Deploying AI in wealth management: predictable solutions for regulated firms
It fascinates me that the AI I use every day is agentic. But almost none of the AI I ship to my clients is.
My clients are wealth management firms: AFSLs in Australia, RIAs in the US, and the service providers that sit behind them. Some of my work is big-picture strategy, some is hands-on design and build. All of it has AI threaded through it.
In my own work, I live in an agentic AI world. I throw messy problems at AI models, let them explore, plan, suggest ideas, prototype, fix things, and converge quickly on good answers. It’s freeform, expensive in tokens, and unbelievably productive.
But that’s rarely what a regulated wealth management business wants from AI.
What my clients actually need — and what I ship — are apps that use AI predictably. Clear steps, defined boundaries, human oversight … but still hyper productive.

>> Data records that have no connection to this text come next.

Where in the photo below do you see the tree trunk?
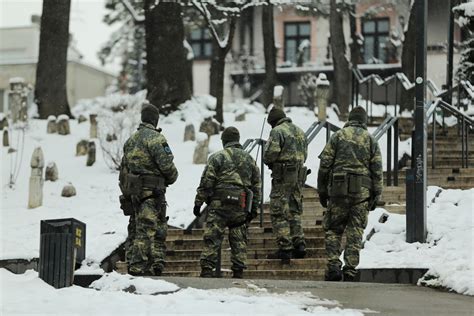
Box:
[329,0,351,116]
[145,0,191,115]
[399,6,416,112]
[349,4,361,67]
[210,16,237,123]
[262,1,277,107]
[35,0,71,119]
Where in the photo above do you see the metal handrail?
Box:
[425,98,474,169]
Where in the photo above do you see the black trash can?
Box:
[38,218,86,288]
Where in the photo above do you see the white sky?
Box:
[0,0,118,71]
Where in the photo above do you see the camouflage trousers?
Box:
[270,180,305,250]
[323,200,369,276]
[126,198,168,273]
[201,209,248,270]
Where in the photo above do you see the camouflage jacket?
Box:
[263,117,308,167]
[318,121,383,198]
[122,123,178,185]
[195,142,261,211]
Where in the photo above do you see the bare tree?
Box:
[35,0,71,119]
[329,0,351,115]
[192,0,245,123]
[262,0,277,107]
[145,0,191,114]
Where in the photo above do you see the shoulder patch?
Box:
[163,143,172,155]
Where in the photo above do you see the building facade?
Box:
[0,22,116,112]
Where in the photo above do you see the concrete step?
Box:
[163,269,324,281]
[166,236,324,250]
[165,258,327,271]
[166,246,326,261]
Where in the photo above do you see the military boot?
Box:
[199,268,214,278]
[267,249,292,264]
[324,268,342,282]
[293,243,306,259]
[232,269,244,279]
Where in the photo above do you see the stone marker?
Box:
[44,162,59,182]
[199,117,220,136]
[46,115,58,134]
[28,147,44,208]
[273,86,285,110]
[89,114,97,138]
[184,123,196,142]
[0,117,9,130]
[57,114,71,135]
[77,114,87,124]
[3,129,10,147]
[105,134,117,143]
[86,141,95,167]
[61,182,76,197]
[235,112,245,122]
[76,139,89,156]
[193,133,209,165]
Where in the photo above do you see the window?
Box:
[362,18,390,63]
[189,28,212,59]
[285,22,311,63]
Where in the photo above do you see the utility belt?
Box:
[272,162,308,184]
[119,173,166,216]
[329,172,372,197]
[211,188,253,213]
[123,173,166,195]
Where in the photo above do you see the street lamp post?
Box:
[407,0,428,243]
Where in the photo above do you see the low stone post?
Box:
[76,139,89,156]
[57,114,71,135]
[199,117,220,136]
[273,86,285,110]
[89,114,97,138]
[315,73,329,122]
[44,162,59,182]
[28,147,44,208]
[193,133,209,165]
[46,115,58,134]
[184,123,196,142]
[61,183,76,197]
[77,114,87,124]
[3,129,10,147]
[86,141,95,167]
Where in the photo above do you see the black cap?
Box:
[349,106,367,124]
[267,107,286,126]
[221,126,240,144]
[142,101,160,126]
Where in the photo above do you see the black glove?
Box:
[319,192,329,208]
[193,204,201,217]
[369,194,380,211]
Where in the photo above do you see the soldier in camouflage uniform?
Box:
[263,108,308,263]
[318,107,382,281]
[193,127,261,278]
[120,104,178,275]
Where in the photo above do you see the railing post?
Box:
[431,108,436,169]
[259,139,265,227]
[393,118,399,187]
[461,116,466,168]
[215,244,222,278]
[387,127,392,187]
[393,78,398,117]
[325,121,331,144]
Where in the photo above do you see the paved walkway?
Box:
[156,277,474,316]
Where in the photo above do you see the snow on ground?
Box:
[0,269,363,316]
[0,95,474,292]
[359,187,474,295]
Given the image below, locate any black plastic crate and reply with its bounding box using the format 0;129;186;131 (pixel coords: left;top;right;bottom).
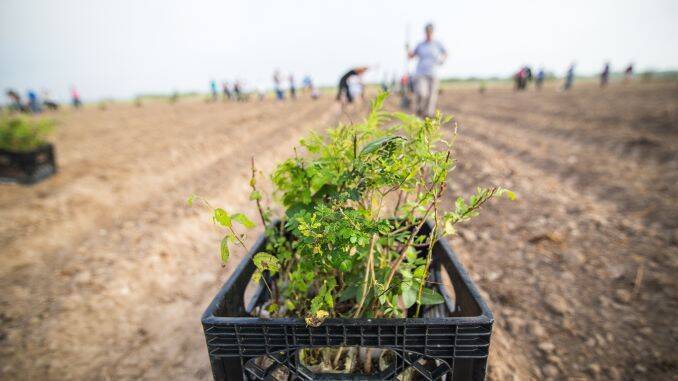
202;223;493;381
0;144;57;184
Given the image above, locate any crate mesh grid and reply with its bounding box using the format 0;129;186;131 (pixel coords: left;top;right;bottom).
203;221;493;381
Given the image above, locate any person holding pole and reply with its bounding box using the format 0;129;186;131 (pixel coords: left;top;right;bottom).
405;23;447;117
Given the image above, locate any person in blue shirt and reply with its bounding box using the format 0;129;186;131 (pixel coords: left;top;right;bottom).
28;90;42;113
210;80;219;102
405;23;447;117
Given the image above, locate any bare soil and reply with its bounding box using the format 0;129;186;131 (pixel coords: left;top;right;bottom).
0;82;678;380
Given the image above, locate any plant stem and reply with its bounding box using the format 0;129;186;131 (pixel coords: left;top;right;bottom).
353;234;377;318
414;193;444;316
384;204;433;289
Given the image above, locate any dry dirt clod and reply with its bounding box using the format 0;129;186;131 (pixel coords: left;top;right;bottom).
586;363;600;376
541;364;560;378
537;341;556;353
545;294;570;315
614;289;632;304
527;322;546;339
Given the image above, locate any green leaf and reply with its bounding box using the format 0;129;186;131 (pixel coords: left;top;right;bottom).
214;208;233;228
339;283;360;302
360;135;405;155
421;288;445;306
252;253;280;274
403;283;419;308
285;299;296;311
445;220;457;235
250;191;261;201
497;188;517;201
221;234;233;264
231;213;255;229
252;269;262;283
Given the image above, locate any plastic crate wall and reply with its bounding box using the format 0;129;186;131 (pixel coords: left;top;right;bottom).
202;224;493;381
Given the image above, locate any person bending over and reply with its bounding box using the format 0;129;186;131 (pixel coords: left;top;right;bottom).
405;24;447;117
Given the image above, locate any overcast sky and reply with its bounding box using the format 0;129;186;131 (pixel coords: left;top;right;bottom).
0;0;678;100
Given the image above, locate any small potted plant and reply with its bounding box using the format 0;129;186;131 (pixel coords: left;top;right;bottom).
197;94;514;380
0;114;56;184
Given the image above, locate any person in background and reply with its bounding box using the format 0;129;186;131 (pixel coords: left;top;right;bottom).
40;89;59;111
5;89;28;112
624;62;633;82
563;62;574;91
600;62;610;87
273;70;285;101
210;80;219;102
221;81;233;101
287;74;297;99
26;90;42;113
337;66;367;103
534;67;546;90
303;75;318;99
405;23;447;117
233;81;246;102
71;86;82;108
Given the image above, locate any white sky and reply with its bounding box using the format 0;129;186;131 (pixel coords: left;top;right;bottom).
0;0;678;100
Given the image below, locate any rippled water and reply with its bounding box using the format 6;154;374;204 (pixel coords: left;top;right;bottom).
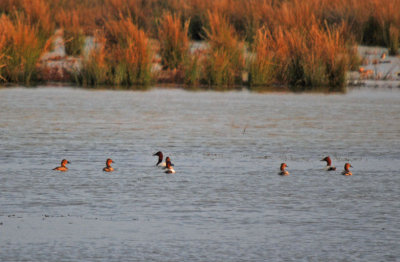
0;88;400;261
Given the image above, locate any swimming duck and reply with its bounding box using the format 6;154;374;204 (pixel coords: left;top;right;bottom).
153;151;166;166
103;158;114;172
342;163;353;176
165;161;175;174
321;156;336;171
278;163;289;176
53;159;70;172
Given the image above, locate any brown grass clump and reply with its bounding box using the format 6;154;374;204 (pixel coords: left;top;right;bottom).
158;13;190;69
57;10;85;56
274;24;348;90
247;28;276;87
203;12;244;87
76;18;152;86
0;14;44;84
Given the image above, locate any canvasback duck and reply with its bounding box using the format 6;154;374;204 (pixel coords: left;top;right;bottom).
153;151;166;167
103;158;114;172
342;163;353;176
165;161;175;174
321;156;336;171
53;159;70;172
279;163;289;176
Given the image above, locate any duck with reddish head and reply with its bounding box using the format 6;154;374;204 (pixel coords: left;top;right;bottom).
53;159;70;172
153;151;166;167
342;163;353;176
165;157;175;174
278;163;289;176
103;158;115;172
321;156;336;171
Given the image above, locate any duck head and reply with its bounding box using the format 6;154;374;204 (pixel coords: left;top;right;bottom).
153;151;164;166
321;156;332;166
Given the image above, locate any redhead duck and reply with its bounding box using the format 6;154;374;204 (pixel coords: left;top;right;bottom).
278;163;289;176
321;156;336;171
165;161;175;174
342;163;353;176
53;159;70;172
103;158;114;172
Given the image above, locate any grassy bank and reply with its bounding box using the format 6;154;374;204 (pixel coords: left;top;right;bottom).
0;0;400;91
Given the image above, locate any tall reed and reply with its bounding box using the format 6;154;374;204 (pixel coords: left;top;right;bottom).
158;13;190;69
0;14;44;84
76;17;152;86
247;28;276;87
203;12;244;87
57;10;86;56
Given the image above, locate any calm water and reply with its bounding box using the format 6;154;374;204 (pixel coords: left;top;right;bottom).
0;88;400;261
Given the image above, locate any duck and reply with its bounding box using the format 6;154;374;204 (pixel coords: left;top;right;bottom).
103;158;115;172
53;159;71;172
278;163;289;176
165;161;175;174
342;163;353;176
153;151;166;167
321;156;336;171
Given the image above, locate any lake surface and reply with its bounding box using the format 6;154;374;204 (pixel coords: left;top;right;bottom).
0;87;400;261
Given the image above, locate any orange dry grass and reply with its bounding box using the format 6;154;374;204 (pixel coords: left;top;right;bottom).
205;12;244;86
0;15;44;84
158;13;189;69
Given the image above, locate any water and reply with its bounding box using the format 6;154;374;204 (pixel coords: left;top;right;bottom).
0;88;400;261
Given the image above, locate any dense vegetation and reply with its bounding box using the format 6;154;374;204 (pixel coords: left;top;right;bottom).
0;0;400;90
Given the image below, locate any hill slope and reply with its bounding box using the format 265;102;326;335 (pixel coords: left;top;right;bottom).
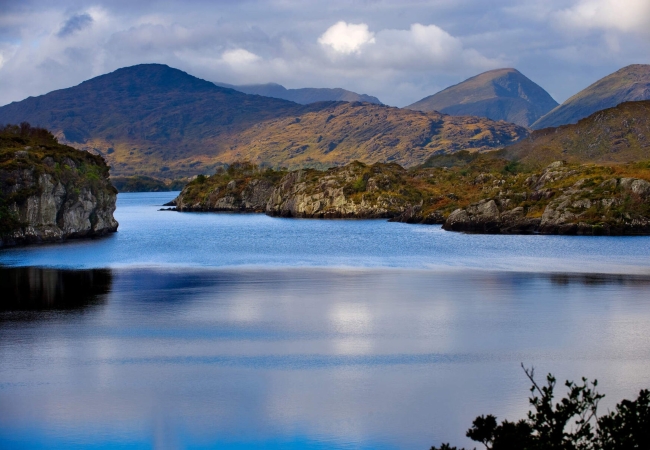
532;64;650;130
407;69;557;127
215;83;382;105
0;64;527;179
503;100;650;165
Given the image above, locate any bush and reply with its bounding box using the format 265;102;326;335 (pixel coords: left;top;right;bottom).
431;365;650;450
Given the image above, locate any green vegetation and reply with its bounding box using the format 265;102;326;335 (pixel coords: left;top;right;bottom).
0;122;112;235
111;175;188;192
500;100;650;168
0;64;528;179
531;64;650;130
176;151;650;227
178;161;287;211
431;368;650;450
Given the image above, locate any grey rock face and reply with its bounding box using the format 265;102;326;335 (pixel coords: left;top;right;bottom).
0;168;118;247
266;167;416;222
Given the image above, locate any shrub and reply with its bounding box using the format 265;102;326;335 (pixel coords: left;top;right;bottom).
431;365;650;450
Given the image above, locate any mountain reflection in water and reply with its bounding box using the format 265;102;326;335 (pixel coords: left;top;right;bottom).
0;268;650;449
0;267;113;311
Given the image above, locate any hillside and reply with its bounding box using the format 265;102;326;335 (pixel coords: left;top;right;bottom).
215;83;382;105
531;64;650;130
172;156;650;235
0;64;527;177
406;69;557;127
208;103;527;168
502;100;650;166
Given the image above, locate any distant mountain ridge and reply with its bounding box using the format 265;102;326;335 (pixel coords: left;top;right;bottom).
406;69;558;127
531;64;650;129
501;100;650;166
215;83;383;105
0;64;528;180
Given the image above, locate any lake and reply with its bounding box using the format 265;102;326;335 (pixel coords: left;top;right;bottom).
0;193;650;449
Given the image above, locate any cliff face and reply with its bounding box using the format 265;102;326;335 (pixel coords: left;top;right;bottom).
175;155;650;235
0;125;118;246
443;161;650;235
173;162;450;223
266;163;430;218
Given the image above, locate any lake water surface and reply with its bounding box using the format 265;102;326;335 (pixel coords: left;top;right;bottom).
0;193;650;449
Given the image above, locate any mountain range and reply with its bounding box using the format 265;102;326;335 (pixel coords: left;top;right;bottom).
406;69;558;127
531;64;650;129
215;83;382;105
0;64;528;178
502;100;650;167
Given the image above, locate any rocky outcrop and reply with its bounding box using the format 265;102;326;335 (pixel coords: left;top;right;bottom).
172;179;274;212
266;163;421;219
0;125;118;247
173;162;442;223
443;161;650;235
173;157;650;234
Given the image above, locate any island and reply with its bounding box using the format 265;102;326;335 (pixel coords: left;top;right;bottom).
0;123;118;247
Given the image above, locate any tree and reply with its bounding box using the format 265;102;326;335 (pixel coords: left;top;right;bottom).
431;364;650;450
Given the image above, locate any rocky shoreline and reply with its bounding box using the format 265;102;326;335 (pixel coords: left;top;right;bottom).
443;161;650;235
0;127;118;247
169;161;650;235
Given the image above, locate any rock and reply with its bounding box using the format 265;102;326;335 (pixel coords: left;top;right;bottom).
621;178;650;198
442;200;501;233
0;153;118;247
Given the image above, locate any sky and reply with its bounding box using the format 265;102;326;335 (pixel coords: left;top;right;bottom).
0;0;650;106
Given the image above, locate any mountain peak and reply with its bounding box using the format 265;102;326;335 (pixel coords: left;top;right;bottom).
215;83;382;105
407;68;557;126
79;64;218;92
532;64;650;129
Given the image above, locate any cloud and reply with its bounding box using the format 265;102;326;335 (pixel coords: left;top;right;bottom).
0;0;650;105
318;22;503;73
318;21;375;55
57;13;93;37
221;48;260;67
555;0;650;33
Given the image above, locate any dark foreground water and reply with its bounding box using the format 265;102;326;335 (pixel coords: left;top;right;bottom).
0;194;650;449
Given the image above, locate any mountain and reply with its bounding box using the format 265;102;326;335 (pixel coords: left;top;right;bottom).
206;102;528;168
215;83;382;105
0;64;528;180
503;100;650;166
406;69;557;127
531;64;650;130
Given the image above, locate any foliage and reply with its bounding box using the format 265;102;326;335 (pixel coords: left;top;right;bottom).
0;64;528;178
0;122;114;235
111;175;187;192
431;365;650;450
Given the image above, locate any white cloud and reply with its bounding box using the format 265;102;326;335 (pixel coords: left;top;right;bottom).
221;48;261;67
318;22;502;75
555;0;650;33
318;21;375;55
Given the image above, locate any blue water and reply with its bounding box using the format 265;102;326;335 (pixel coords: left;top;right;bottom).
0;192;650;274
0;193;650;449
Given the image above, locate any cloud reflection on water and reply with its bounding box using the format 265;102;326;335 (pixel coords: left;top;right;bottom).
0;269;650;448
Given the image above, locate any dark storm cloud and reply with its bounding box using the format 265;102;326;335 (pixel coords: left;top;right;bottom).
0;0;650;106
57;14;93;37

I deploy genuinely agentic AI judiciously, only where on-the-fly autonomous decision-making makes sense. One example is conversational experiences — say, allowing an advisor to interrogate their client data using natural language. That’s necessarily freeform.
But in most other circumstances, predictability is king.
I typically deploy AI only where it provides real magic that isn’t feasible with traditional code: extracting meaning from unstructured documents; interpreting natural language instructions; analysing large quantities of variable data.
For everything else, I use AI to design, build, test and deploy traditionally coded modules.
I’m finding this approach to be really powerful. Except where autonomous decision-making is absolutely critical, using AI to deploy AI predictably is a compelling pattern.